Zoom sur les terrains
Notre article se focalise sur la problématique des terrains privés. Le plus souvent, ce sont des bouts de jardin, des terrains agricoles ou industriels qui s’étendent jusqu’au pied ou parements d’une digue. Dans le département du Gard, l’EPTB est le premier établissement « gémapien » à avoir mis en place une servitude pour un terrain privé. « Les servitudes MAPTAM sont pour l’instant nouvelles et peu nombreuses en France », remarque Christine Navarro, juriste spécialisée au sein du cabinet Espelia. Ces dernières années, la priorité des gestionnaires sur le plan technico-administratif était de finaliser les dossiers d’autorisation et dans ce cadre, il suffisait d’apporter la preuve que les procédures pour obtenir la maîtrise foncière étaient lancées. Désormais, il leur faut finaliser les volets fonciers.
Tronçon de digue située sur une parcelle privée (crédit : EPTB Gardons)
Maîtrise foncière sur parcelles privées
En matière de digues comme partout, il y a le monde idéal, et la réalité. « Si tout avait été bien fait dans le passé, on aurait récupéré la maîtrise foncière des ouvrages en même temps que le transfert de gestion », explique Etienne Retailleau. Mais les aléas de l’histoire, même récente, font que les autorités gémapiennes ont récupéré en gestion des portions d’ouvrages situés à cheval sur des parcelles privées, sans avoir les droits d’accès. Or la réglementation est formelle : les gestionnaires d’ouvrages de prévention des Inondations (PI) doivent justifier qu’ils ont la maîtrise foncière, à la fois pour pouvoir accéder physiquement aux ouvrages, pour la surveillance réglementaire de leur (bon) état et pour leur entretien, débroussaillage ou effectuer des travaux. Cette maîtrise foncière s’ajoute à la maîtrise foncière de l’ouvrage lui-même.
Quatre solutions existent : l’acquisition par vente (du terrain d’assise ou d’accès), l’expropriation, l’établissement d’une convention notariée de droit privé ou la nouvelle servitude d’utilité publique MAPTAM.

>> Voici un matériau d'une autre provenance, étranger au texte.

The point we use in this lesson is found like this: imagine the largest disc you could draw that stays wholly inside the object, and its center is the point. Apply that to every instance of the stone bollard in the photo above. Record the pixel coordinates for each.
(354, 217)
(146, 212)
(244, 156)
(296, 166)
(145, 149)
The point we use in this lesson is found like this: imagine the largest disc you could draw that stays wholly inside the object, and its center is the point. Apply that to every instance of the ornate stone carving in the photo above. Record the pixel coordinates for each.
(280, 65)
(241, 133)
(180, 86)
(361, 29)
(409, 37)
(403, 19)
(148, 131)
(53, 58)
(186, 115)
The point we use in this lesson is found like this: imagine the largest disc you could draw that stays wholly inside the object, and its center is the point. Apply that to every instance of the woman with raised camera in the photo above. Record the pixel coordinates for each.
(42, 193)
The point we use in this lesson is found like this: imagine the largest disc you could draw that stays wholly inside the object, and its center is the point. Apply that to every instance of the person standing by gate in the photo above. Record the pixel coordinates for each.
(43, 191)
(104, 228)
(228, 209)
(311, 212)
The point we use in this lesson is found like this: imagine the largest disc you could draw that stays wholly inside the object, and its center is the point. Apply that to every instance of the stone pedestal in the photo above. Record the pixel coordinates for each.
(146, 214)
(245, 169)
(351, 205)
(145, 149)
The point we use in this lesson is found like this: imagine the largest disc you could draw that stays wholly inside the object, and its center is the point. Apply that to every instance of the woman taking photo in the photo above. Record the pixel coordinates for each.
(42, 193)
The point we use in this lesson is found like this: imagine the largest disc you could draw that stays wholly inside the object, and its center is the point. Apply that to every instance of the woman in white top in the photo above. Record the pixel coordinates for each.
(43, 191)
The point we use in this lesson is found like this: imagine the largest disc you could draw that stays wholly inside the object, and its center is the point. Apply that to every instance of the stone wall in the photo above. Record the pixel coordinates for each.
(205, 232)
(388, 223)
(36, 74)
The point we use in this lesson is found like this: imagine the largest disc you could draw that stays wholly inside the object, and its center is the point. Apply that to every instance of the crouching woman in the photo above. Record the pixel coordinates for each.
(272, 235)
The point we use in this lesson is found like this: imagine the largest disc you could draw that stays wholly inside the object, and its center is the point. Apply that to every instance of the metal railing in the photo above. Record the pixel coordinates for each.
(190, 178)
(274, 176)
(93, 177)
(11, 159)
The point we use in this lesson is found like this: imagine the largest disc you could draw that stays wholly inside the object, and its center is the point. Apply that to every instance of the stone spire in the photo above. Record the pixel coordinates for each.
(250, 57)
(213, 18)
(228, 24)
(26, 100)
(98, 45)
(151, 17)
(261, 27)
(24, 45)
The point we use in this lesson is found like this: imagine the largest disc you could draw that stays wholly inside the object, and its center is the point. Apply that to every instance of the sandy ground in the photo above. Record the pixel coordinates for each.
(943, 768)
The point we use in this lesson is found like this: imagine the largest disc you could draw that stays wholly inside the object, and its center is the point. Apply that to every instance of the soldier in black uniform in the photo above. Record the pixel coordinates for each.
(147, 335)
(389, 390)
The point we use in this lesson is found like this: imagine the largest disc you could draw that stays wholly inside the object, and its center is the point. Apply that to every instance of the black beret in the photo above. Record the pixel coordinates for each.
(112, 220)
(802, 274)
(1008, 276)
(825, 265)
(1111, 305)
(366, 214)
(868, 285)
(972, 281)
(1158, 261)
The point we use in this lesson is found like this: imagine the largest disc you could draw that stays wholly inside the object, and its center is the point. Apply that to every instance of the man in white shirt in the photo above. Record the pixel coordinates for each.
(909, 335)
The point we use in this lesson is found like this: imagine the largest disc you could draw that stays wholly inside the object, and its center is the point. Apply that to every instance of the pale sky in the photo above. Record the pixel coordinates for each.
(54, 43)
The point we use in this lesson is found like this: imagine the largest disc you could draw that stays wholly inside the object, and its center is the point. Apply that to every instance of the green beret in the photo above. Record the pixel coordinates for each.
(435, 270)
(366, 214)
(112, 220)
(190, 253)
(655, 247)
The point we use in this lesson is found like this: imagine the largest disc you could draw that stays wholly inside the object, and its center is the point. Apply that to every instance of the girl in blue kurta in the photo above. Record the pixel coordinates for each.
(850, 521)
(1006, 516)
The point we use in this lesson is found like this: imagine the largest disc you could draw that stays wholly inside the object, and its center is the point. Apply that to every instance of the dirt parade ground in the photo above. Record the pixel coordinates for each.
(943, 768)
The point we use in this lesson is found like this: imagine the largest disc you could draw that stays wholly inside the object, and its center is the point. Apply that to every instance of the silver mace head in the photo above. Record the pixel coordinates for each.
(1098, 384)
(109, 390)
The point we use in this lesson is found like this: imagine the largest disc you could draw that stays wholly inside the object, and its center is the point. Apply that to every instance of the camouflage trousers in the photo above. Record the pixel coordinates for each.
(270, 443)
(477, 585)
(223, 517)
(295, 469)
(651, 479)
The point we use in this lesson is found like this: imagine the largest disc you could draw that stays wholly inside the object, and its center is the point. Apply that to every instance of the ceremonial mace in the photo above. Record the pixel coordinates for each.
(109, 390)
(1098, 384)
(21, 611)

« Lors des dépôts des demandes d’autorisation pour les systèmes d’endiguement, les gestionnaires doivent au minimum prouver qu’ils ont lancé une procédure pour disposer de cette maîtrise foncière », explique Christine Navarro. Et les procédures devront avoir abouti à une maîtrise foncière totale du système, en théorie, avant la signature de l’arrêté préfectoral d’autorisation - sauf cas dérogatoire (Voir la note 3). Pour les ouvrages situés en partie sur des parcelles privées ou dont l’inspection implique un passage sur une parcelle privée, quatre solutions existent : l’acquisition du terrain d’assise ou d’accès qui peut se faire par une vente ou par expropriation, l’établissement d’une convention notariée de droit privé (appelée parfois « convention amiable ») ou la nouvelle servitude d’utilité publique MAPTAM.
Dispositifs juridiques pour obtenir la maîtrise foncière (MF) :
Tableau de synthèse France Digues (mai 2024) - Cet article se focalise sur les terrains d’assiette
ou d’accès qui font partie de propriétés privées
Acquisition si possible
Pour les terrains d’assise des ouvrages, « l’acquisition à l’amiable, c’est le mode qu’on préfère et c’est le plus simple », estime Etienne Retailleau. Mais cette solution n’est pas toujours simple, ni possible. Rien n’oblige les propriétaires à accepter de vendre. « Les gens parfois disent oui, puis non, ils ne sont plus disponibles, ou bien il y a quelque chose qui ne leur va plus et le processus d’achat bloque ». En outre, l’acquisition et l’expropriation ne sont pas adaptées s’il y a un nombre élevé de parcelles ou des parcelles de très grande taille. A Dunkerque, par exemple, où deux arrêtés de servitude ont été établis en même temps (août 2022) pour les deux systèmes d’endiguement du chenal de l’Aa, la surface totale d’accès sur une des parcelles privées dépasse 200.000 m2 (surface mentionnée dans l’arrêté). Il s’agit ici d’un terrain agricole, sans projet d’acquisition de la part de la CUD. Et sur l’autre rive, plus de 100 propriétaires sont concernés. Dans de telles situations, la Servitude MAPTAM semble la meilleure solution.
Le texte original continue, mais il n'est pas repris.